You are viewing a plain text version of this content. The canonical link for it is here.

Posted to solr-user@lucene.apache.org by Stefan Moises <mo...@shoptimax.de> on 2016/07/10 10:25:17 UTC

CPU hangs at LeapFrogScorer.advanceToNextDoc() under high load

Hi,

we are experiencing problems on our live system, we use a single Solr 
server with 7 live cores and as soon as there is some traffic on the 
website (Solr is used for filtering a Ecommerce Site with filters on 
category lists and of course for searching), all available CPUs (no 
matter how many we assign to the Solr node) go up to 100% and never go 
down again.

I've stared on many thread dumps etc. over the last days and every time, 
the most time consuming thread (which seems to "hang up" forever) is 
Lucene's LeapFrogScorer.advanceToNextDoc() method.
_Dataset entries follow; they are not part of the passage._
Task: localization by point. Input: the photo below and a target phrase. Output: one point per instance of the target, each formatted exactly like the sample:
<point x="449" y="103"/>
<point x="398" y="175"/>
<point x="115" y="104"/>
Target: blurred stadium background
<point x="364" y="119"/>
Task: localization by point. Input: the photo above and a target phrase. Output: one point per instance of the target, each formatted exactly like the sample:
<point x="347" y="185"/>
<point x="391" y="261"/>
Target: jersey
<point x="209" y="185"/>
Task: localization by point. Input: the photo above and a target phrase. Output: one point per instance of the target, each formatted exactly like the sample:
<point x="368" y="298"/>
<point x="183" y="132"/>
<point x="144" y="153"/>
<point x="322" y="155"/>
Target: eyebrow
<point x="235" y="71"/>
Here is a profiler 
snapshop when the CPU is at 100%:

We are still on Solr 4.8. since we have some plugins extending the 
JoinQParser so that we can join child docs to parent docs to handle 
product variants in the shop. Therefore we also have our own 
DirectUpdateHandler plugin for indexing the documents so that always 
stacks of a parent doc and its variants/childs are added in a block.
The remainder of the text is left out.